Subject: Re: FFS and Journaling
To: Simon Truss <simon@bigblue.demon.co.uk>
From: Thor Lancelot Simon <tls@rek.tjls.com>
List: netbsd-users
Date: 03/25/2007 12:36:58
On Sun, Mar 25, 2007 at 10:24:34AM +0000, Simon Truss wrote:
> Hi,
> 
> From the recent SOC discussion I gather that the advantage of 
> journalling over softdep is the fast replay of the journal obviating the 
> need to fsck the whole disk. My thinking here is that softdep and 
> journalling has been kept as independent strategies and that a combined 
> softdep+journal may prove slightly simpler and more efficient than a 
> full blown independent journal solution.

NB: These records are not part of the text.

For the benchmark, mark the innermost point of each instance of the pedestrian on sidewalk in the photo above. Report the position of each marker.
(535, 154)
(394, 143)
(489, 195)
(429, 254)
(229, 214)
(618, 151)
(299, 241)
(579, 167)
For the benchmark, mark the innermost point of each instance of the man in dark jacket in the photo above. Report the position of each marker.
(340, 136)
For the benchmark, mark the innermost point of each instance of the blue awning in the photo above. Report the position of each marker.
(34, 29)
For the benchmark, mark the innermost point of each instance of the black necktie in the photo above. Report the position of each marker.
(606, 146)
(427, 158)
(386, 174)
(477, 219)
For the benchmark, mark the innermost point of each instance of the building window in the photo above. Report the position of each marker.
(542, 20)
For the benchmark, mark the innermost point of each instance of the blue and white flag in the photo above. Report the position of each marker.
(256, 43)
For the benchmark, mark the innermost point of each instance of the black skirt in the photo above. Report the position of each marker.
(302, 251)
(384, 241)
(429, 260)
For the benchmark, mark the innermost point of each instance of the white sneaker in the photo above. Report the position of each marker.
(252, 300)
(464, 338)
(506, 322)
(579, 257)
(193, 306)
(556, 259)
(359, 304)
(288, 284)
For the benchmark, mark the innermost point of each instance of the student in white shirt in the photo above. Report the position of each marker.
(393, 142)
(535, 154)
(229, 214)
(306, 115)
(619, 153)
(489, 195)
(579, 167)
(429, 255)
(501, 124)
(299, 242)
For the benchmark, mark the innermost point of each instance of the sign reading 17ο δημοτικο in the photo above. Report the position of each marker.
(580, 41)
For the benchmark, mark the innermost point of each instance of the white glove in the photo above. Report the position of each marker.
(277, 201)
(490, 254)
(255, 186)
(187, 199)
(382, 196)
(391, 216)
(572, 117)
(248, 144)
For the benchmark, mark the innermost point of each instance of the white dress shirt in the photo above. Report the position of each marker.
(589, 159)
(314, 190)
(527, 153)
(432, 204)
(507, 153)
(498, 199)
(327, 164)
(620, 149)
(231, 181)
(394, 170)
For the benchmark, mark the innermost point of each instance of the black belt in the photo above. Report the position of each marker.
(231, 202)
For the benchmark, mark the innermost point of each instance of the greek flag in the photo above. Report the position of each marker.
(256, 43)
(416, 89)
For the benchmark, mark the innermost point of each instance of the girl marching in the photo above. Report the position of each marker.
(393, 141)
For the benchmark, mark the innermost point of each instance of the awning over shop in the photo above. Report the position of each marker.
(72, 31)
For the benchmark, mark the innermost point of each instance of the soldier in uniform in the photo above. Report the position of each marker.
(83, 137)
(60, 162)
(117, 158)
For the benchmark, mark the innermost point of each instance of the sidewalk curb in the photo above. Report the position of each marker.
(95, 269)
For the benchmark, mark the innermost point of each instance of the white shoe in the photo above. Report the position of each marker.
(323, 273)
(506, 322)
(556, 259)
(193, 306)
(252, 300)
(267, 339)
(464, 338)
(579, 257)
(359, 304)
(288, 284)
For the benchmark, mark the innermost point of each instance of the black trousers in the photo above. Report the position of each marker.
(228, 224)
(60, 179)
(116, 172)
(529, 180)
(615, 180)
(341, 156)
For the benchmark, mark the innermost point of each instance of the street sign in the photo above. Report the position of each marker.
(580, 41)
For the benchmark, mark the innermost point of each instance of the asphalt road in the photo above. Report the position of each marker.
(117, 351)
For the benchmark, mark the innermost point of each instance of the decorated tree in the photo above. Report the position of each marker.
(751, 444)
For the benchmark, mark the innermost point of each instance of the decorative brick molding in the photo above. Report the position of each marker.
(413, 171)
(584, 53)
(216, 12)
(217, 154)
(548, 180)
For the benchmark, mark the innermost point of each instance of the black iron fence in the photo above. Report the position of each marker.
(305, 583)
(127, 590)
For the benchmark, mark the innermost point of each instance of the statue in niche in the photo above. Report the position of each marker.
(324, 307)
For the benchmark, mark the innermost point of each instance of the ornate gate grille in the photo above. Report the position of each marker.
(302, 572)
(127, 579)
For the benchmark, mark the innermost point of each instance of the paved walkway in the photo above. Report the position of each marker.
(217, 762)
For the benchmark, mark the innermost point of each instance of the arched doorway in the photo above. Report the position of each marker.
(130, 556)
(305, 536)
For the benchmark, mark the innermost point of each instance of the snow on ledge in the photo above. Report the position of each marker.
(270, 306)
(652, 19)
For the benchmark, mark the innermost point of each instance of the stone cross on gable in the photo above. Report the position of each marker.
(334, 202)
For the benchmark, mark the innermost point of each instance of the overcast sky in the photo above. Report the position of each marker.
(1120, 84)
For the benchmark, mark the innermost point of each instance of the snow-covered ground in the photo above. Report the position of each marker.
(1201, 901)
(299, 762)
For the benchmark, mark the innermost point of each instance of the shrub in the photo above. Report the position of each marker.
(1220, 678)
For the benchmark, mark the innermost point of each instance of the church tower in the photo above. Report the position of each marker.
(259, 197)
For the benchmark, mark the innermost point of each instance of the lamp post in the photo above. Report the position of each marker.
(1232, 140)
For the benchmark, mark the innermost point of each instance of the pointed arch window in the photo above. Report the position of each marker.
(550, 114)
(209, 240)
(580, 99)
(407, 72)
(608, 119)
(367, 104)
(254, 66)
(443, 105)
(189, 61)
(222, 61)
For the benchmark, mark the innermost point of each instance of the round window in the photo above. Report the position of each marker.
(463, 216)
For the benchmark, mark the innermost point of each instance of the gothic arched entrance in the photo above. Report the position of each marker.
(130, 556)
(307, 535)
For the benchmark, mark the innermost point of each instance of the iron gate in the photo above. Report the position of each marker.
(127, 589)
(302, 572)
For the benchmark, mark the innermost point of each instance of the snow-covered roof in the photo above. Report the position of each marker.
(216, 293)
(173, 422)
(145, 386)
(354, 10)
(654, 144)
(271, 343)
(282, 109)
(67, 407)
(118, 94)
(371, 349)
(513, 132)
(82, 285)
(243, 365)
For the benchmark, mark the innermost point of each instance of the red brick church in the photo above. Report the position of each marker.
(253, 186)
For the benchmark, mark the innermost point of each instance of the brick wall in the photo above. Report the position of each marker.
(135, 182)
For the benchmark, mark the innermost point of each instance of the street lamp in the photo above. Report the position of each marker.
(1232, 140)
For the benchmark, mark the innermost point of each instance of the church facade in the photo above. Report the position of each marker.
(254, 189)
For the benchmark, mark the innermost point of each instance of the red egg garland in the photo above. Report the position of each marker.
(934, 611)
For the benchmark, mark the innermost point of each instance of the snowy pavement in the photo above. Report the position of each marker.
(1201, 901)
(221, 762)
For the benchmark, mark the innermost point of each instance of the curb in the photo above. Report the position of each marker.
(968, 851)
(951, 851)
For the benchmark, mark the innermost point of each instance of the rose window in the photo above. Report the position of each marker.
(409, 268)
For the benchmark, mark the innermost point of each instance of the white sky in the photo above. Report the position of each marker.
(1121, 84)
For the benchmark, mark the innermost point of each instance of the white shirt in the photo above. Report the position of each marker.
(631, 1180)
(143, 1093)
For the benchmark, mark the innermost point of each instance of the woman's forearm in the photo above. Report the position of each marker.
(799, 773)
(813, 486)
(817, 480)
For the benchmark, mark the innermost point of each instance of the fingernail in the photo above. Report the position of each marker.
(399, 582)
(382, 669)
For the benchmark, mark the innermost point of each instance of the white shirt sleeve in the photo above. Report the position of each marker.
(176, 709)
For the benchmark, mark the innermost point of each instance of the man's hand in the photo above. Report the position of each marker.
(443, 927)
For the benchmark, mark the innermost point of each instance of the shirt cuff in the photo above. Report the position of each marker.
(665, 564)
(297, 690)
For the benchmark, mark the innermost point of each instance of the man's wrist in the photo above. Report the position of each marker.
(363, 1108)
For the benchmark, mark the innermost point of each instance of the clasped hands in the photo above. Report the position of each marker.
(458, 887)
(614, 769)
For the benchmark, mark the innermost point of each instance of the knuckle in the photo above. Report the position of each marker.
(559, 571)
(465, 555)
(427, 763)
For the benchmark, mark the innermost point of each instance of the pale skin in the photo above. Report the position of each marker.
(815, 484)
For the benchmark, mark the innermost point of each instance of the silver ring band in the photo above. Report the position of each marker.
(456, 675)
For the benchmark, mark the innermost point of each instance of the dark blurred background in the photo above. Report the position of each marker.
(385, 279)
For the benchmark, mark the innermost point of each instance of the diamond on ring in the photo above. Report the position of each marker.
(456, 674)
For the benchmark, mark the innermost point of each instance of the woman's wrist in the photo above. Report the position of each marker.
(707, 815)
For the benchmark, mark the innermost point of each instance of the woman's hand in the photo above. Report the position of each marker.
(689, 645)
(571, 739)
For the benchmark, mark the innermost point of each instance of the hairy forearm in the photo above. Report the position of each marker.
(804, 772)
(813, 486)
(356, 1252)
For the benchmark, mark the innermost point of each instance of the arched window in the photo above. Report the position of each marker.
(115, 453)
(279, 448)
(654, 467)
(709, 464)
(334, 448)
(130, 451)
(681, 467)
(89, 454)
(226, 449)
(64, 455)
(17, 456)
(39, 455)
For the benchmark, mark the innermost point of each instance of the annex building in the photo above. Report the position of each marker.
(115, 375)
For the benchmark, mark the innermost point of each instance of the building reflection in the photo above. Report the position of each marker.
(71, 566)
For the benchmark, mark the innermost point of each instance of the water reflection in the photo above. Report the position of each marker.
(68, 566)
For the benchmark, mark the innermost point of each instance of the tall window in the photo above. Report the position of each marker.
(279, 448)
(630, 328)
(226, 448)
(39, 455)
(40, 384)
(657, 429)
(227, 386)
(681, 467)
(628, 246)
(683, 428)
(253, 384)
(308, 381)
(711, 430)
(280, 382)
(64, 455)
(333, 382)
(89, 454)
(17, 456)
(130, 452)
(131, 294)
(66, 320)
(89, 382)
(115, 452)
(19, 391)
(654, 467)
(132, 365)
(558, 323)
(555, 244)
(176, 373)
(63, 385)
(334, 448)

I think it's about the same amount of work.  You're right, as far as I
can tell, that it should be possible to use softdep to order the writes
for the filesystem, then output those ordered writes into a journal.  It
would be nice if softdep in fact were a generic layer that produced an
ordered graph of the writes for a chunk of the filesystem namespace.

But it's not.  Instead, it's a huge mess of spaghetti code that is
incestuous with all layers of the FFS implementation at every opportunity.
This has more to do with how it was implemented (as code for a strange
version of FFS in SVR4MP, designed to touch the rest of the SVR4MP kernel
as little as possible, then abstracted to pseudocode, then filled-back-in
for the FreeBSD kernel) than with necessity.  But it is still the case.

The result is that changing the softdep code _at all_ bears significant
risk of instability throughout the system, as does changing the code of
kernel subsystems it relies on -- look at the problems that appeared
with softdep swamping the I/O system when we introduced a variable-sized
metadata cache, allowing softdep to delay more writes.  And in practice,
because softdep generates an unpredictable stream of I/O requests that
is seek-heavy (delaying metadata writes and their associated file data
writes such that the disk head won't be near one when it's time to write
the other) it can swamp the disk, then leave it idle, then swamp the
disk, then leave it idle -- leading to terrible performance in real-world
situations.  Adding a journal could fix _that_ at least -- but at what
cost?

From my point of view one major advantage of a journalled FFS would be
the simplicity it would bring back to our core filesystem implementation.
I would be very happy to get good filesystem performance from kernels
that didn't have the softdep code anywhere near them.

Thor